Former Uber engineer tests new coast-to-coast driving technology

Anthony Levandowski, a fired Uber engineer, has gone on a 3,000 mile (roughly 4800km) journey to test his latest driver assist system that is geared towards the long-haul trucking industry.

According to The Verge, Levandowski, who was the chief engineer behind Uber’s self-driving vehicle unit, designed a camera-based advanced driver assist system (ADAS) that he’s calling Co-Pilot.

Levandowski used the new system to drive from San Francisco to New York without any human assistance.

The article noted that this test has been the “ultimate demonstration” of this type of technology and if he was successful then it would be considered the longest recorded journey of a self-driving car without human interference.

It is reported that he started his drive on a Toyota Prius (attached with seven cameras) on October 26th on the Golden Gate Bridge in San Francisco and finished about four days later on the George Washington Bridge in Manhattan.

Levandowski says he sat in the driver’s seat the whole time and did not touch the driving wheel or pedals, except for when he stopped for breaks and to refuel.

He said it took three times to successfully make the trip and has posted a short time-lapse video on Vimeo.

Levandowski is considered controversial in the tech community because of his legal disputes with Uber and self-driving company Waymo.

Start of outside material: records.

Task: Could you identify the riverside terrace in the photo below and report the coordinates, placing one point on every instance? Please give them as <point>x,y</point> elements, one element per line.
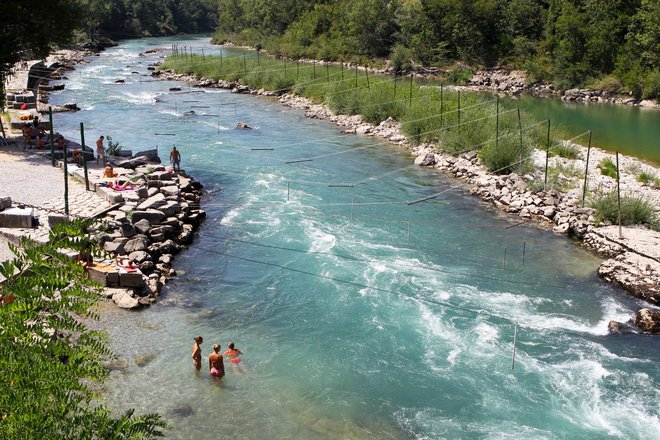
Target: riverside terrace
<point>143,224</point>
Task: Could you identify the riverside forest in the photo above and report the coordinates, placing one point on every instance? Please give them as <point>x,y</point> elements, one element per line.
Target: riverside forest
<point>373,298</point>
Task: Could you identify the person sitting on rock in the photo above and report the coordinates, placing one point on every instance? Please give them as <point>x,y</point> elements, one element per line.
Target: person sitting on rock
<point>109,172</point>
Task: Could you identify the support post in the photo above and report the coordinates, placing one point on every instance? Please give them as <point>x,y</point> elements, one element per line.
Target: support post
<point>586,172</point>
<point>547,157</point>
<point>618,193</point>
<point>497,123</point>
<point>66,181</point>
<point>515,336</point>
<point>82,148</point>
<point>52,137</point>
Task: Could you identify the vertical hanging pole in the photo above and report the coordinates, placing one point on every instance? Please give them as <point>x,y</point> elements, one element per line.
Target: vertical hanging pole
<point>66,182</point>
<point>524,245</point>
<point>497,123</point>
<point>395,76</point>
<point>515,336</point>
<point>522,153</point>
<point>506,237</point>
<point>52,137</point>
<point>618,193</point>
<point>442,104</point>
<point>82,147</point>
<point>586,172</point>
<point>459,109</point>
<point>547,157</point>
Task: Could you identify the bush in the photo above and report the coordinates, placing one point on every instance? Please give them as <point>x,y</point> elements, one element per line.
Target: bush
<point>607,168</point>
<point>634,210</point>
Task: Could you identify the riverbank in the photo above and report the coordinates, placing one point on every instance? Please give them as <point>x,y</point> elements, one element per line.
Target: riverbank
<point>633,258</point>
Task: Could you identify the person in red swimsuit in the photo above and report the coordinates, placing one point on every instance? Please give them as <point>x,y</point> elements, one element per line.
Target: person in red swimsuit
<point>232,353</point>
<point>197,353</point>
<point>216,364</point>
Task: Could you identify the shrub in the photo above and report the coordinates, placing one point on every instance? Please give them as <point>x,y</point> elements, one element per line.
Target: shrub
<point>607,168</point>
<point>635,210</point>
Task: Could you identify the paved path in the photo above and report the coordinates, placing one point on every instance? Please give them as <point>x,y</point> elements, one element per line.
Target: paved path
<point>30,179</point>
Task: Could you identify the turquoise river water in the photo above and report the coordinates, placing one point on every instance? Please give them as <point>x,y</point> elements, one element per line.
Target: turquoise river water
<point>360,316</point>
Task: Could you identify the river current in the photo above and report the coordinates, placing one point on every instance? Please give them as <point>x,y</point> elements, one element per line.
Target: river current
<point>360,315</point>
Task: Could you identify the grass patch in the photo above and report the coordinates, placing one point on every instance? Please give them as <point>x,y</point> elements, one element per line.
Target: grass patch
<point>635,210</point>
<point>607,168</point>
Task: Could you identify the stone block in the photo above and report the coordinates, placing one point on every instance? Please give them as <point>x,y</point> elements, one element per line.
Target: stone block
<point>16,218</point>
<point>55,219</point>
<point>130,279</point>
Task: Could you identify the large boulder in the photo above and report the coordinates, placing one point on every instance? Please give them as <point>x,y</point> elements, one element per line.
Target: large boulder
<point>648,320</point>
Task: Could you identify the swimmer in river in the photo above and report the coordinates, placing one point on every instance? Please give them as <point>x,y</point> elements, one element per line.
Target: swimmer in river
<point>232,354</point>
<point>216,364</point>
<point>197,353</point>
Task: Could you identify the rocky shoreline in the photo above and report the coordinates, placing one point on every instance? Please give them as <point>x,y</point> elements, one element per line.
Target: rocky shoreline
<point>633,260</point>
<point>514,82</point>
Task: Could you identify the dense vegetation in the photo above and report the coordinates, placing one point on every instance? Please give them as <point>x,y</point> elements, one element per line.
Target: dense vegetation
<point>612,44</point>
<point>50,363</point>
<point>459,123</point>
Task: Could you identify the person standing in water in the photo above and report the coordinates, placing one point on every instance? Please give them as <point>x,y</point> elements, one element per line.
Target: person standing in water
<point>197,353</point>
<point>216,364</point>
<point>175,159</point>
<point>232,354</point>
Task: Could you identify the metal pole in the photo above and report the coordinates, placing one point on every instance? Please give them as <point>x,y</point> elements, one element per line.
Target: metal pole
<point>586,172</point>
<point>82,146</point>
<point>522,153</point>
<point>66,181</point>
<point>459,109</point>
<point>515,336</point>
<point>618,193</point>
<point>52,137</point>
<point>497,124</point>
<point>547,157</point>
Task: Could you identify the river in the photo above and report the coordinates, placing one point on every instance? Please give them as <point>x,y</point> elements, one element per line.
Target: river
<point>360,315</point>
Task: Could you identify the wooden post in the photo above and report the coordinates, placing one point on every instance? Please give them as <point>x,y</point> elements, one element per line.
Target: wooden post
<point>547,157</point>
<point>52,137</point>
<point>618,193</point>
<point>82,148</point>
<point>66,182</point>
<point>497,123</point>
<point>586,172</point>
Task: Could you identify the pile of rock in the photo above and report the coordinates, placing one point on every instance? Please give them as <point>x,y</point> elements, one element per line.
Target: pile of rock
<point>148,228</point>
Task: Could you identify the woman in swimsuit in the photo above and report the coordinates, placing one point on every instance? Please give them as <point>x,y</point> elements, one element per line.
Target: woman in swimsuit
<point>232,353</point>
<point>216,364</point>
<point>197,353</point>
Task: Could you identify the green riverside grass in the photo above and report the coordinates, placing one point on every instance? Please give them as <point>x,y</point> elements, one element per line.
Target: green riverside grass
<point>426,114</point>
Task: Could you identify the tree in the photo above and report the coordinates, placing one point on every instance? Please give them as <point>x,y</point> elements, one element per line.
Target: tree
<point>50,363</point>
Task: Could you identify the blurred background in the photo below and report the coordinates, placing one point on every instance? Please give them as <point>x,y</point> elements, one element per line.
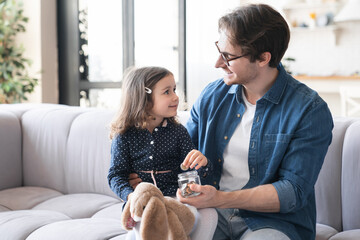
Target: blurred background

In February, Levandowski was accused of stealing 14,000 files from Waymo, which pertain to schematics of a circuit board and information about radar and laser navigational tool Lidar.

On January 15th, 2016, Levandowski left Waymo to form Ottomotto, a self-driving vehicle startup, which was later acquired by Uber in August for $680 million USD. Waymo says this stolen technology was subsequently used in Uber’s vehicles.

A judge ruled in favour of Waymo and said Uber was prohibited from using Lidar technology in its self-driving cars.